Targeting miR-21 decreases expression of multi-drug resistant genes and promotes chemosensitivity of renal carcinoma.

Tumour Biol 2017 Jul;39(7):1010428317707372

1 Université de Lille, Inserm, CHU Lille, UMR-S 1172, Team "Mucins, Epithelial Differentiation and Carcinogenesis," Jean-Pierre Aubert Research Center (JPARC), Lille, France.

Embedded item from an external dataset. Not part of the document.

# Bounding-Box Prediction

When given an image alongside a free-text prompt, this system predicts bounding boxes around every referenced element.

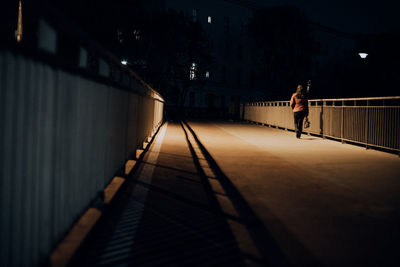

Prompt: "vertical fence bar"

Renal cell carcinoma, the most common neoplasm of adult kidney, accounts for about 3% of adult malignancies and is usually highly resistant to conventional therapy. MicroRNAs are a class of small non-coding RNAs, which have been previously shown to promote malignant initiation and progression. In this study, we focused our attention on miR-21, a well described oncomiR commonly upregulated in cancer. Using a cohort of 99 primary renal cell carcinoma samples, we showed that miR-21 expression in cancer tissues was higher than in adjacent non-tumor tissues whereas no significant difference was observed with stages, grades, and metastatic outcome. In vitro, miR-21 was also overexpressed in renal carcinoma cell lines compared to HK-2 human proximal tubule epithelial cell line. Moreover, using Boyden chambers and western blot techniques, we also showed that miR-21 overexpression increased migratory, invasive, proliferative, and anti-apoptotic signaling pathways whereas opposite results were observed using an anti-miR-21-based silencing strategy. Finally, we assessed the role of miR-21 in mediating renal cell carcinoma chemoresistance and further showed that miR-21 silencing significantly (1) increased chemosensitivity of paclitaxel, 5-fluorouracil, oxaliplatin, and dovitinib; (2) decreased expression of multi-drug resistance genes; and (4) increased SLC22A1/OCT1, SLC22A2/OCT2, and SLC31A1/CTR1 platinum influx transporter expression. In conclusion, our results showed that miR-21 is a key actor of renal cancer progression and plays an important role in the resistance to chemotherapeutic drugs. In renal cell carcinoma, targeting miR-21 is a potential new therapeutic strategy to improve chemotherapy efficacy and consequently patient outcome.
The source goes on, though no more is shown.